Funco is a traditional Capeverdean house that originated in Africa.

These houses are represented in Guinea-Bissau, found mainly on the islands of Fogo, Santiago and Maio. Their circular form is made of different kinds of rock. The conical thatch roof is made of palm fronds.

Henrique Teixeira de Sousa explored the social structure of Fogo, his native island, in his novels and in his essays. He showed the concern of white families with the rise of mixed families in the late 1940s. They feared the moment that "the blacks would be pushed out of the funco; [where] they would take the place of the mixed in the loja and the latter would put the whites out of the sobrado."
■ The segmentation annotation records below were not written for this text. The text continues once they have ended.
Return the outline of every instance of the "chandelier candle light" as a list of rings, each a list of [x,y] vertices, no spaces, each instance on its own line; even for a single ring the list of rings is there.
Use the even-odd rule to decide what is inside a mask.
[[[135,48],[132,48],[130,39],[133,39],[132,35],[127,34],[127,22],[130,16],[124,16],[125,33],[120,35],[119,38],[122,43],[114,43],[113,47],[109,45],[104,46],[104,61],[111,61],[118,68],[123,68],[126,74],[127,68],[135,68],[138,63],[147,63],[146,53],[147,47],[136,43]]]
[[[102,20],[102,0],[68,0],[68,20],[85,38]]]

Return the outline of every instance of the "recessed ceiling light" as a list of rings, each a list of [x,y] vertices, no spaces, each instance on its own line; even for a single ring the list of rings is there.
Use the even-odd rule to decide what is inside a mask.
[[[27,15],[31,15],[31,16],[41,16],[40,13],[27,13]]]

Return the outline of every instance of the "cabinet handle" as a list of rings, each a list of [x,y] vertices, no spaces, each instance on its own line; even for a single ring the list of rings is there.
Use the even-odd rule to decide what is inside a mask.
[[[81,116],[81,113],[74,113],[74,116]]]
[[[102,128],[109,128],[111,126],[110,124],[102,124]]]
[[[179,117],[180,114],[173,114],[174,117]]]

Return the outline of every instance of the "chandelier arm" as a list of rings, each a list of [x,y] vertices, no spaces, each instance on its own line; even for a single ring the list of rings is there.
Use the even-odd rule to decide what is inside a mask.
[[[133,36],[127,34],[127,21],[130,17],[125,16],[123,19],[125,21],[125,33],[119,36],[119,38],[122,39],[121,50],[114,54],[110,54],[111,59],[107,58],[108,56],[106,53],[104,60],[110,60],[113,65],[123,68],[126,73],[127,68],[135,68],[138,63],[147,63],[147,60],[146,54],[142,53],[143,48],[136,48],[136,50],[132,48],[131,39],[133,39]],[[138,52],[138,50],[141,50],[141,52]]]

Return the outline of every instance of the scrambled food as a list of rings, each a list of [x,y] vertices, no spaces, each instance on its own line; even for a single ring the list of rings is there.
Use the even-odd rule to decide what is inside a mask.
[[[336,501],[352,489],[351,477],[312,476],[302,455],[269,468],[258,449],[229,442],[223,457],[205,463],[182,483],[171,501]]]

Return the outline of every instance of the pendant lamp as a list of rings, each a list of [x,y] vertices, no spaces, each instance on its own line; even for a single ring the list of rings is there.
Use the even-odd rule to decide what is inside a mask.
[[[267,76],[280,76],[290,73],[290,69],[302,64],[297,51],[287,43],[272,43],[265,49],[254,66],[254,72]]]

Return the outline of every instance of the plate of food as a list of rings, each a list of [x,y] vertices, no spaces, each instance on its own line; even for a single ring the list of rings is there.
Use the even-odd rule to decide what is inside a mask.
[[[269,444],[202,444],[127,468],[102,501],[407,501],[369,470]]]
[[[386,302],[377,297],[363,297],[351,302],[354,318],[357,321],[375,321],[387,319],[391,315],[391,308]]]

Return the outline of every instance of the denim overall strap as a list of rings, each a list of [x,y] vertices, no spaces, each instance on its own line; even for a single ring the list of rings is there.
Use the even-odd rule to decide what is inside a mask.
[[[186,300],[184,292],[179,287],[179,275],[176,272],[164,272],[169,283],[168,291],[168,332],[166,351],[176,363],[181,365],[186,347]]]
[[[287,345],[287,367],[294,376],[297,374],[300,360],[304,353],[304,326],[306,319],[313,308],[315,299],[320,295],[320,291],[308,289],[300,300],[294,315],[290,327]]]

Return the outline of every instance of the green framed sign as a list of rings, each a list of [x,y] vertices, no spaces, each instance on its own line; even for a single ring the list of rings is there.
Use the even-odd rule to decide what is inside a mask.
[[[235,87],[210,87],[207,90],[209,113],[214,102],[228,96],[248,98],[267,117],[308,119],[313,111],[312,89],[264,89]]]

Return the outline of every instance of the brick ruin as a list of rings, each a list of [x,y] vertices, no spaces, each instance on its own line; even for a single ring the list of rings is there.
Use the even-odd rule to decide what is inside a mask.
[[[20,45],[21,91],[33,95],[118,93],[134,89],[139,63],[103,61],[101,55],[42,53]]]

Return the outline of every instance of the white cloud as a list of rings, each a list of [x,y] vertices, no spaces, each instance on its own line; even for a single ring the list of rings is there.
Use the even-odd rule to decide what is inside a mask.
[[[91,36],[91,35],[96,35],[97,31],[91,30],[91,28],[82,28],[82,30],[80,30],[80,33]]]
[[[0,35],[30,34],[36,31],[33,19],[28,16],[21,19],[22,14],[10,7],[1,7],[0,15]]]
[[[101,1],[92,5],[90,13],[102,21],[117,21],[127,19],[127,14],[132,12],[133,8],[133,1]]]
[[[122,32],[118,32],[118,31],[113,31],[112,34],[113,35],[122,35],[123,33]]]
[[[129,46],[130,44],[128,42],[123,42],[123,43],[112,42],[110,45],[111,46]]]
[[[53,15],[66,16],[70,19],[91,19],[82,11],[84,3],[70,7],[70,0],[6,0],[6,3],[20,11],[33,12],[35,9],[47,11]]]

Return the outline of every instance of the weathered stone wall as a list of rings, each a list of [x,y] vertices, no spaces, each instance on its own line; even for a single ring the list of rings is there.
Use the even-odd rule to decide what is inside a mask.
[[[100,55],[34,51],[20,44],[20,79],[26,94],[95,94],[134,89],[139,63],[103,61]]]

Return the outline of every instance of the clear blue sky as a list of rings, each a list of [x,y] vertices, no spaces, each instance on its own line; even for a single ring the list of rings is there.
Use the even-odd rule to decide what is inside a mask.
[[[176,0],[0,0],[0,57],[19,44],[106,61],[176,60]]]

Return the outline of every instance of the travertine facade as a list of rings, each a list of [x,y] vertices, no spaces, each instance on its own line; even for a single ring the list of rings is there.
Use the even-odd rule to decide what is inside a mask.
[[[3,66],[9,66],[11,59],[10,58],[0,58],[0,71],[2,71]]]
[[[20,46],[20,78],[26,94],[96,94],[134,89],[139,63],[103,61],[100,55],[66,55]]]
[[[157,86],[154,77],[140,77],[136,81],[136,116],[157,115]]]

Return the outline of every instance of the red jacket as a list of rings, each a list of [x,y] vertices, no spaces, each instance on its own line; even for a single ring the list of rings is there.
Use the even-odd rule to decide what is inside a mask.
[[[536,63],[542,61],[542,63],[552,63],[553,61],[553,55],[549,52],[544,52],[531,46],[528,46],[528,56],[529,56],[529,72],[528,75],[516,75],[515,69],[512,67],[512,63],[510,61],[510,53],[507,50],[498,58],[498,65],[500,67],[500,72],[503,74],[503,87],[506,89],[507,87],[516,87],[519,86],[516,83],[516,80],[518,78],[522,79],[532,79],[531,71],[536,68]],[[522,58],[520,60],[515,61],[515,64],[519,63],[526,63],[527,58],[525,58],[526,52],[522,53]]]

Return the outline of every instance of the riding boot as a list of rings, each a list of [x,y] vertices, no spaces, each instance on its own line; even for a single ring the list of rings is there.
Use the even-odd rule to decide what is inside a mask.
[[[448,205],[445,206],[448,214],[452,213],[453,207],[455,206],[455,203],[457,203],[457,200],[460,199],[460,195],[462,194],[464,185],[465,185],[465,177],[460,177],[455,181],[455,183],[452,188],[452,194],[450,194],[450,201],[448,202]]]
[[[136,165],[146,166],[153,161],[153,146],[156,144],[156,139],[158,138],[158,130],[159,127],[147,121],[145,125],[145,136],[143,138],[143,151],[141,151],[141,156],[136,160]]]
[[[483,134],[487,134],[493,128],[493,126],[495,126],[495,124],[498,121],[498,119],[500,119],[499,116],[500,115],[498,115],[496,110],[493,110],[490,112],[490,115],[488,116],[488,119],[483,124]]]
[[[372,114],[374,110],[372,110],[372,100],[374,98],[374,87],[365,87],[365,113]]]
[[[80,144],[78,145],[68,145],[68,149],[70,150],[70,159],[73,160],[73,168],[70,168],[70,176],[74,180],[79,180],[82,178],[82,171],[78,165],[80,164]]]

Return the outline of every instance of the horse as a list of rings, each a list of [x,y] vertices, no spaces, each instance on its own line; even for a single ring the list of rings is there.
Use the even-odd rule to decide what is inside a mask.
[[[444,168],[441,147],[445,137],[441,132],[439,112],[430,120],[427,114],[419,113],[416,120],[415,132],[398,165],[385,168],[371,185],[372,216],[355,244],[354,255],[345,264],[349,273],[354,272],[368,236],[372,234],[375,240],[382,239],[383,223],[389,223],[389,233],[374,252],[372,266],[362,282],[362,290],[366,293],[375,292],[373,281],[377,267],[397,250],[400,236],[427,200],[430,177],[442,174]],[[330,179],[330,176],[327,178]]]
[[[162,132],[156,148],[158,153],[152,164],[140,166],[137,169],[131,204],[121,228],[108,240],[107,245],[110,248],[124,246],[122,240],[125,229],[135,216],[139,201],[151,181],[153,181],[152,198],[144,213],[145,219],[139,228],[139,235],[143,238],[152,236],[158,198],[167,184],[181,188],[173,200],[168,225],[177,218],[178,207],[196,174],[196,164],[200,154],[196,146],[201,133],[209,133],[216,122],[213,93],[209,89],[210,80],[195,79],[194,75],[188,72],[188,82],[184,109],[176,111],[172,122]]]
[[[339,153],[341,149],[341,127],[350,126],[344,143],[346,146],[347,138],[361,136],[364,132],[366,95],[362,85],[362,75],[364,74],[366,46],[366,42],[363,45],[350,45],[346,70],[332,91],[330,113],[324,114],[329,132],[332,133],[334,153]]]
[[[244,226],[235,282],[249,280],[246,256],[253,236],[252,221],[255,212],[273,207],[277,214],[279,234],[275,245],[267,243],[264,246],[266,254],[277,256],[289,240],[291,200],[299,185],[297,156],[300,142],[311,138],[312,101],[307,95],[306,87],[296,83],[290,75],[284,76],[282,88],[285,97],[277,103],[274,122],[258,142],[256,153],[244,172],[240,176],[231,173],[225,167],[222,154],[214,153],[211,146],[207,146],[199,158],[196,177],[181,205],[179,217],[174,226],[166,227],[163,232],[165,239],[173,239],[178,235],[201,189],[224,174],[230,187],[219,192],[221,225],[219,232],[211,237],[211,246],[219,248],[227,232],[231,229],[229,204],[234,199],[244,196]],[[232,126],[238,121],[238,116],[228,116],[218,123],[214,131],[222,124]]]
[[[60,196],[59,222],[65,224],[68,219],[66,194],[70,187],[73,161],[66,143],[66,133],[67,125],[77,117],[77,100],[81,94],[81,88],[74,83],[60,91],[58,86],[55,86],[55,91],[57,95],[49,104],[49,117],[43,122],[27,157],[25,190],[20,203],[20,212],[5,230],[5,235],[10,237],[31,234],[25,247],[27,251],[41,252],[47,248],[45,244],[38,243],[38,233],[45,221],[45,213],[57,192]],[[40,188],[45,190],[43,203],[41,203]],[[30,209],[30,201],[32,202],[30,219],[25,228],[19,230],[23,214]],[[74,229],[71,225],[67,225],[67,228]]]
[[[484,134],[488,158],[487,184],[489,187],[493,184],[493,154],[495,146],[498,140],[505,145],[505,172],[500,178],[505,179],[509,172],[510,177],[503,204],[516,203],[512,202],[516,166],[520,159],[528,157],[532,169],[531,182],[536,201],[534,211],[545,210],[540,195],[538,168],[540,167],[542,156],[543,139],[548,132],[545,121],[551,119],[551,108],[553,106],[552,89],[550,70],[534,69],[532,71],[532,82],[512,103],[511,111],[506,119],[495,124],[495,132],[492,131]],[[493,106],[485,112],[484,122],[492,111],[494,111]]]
According to António Carreira in 1965, the term was used to mean a "small, poor and miserable building".

== Examples==
Examples of a funco house/building type include:
- A funco at Museu Municipal de São Filipe
- Chã das Caldeiras Vineyard and Tourist Attraction building has temporarily relocated to Cabeça Fundão
- Chã das Caldeiras Farmer's Association building – the original was destroyed during the 2014 eruption, temporarily relocated to Achada Furna or Cova Figueira – there may be a newer funco building rebuilt and may have moved there

Settlements named after this type of house style, (mainly) in the municipality of São Lourenço dos Órgãos, Santiago Island:
- Funco Bandeira
- Funco Marques

==Legacy==
The Cape Verdean Architects’ Bar Association has created a Portal to discuss architecture, named “Funco” to honor this particular Cape Verdean form of building.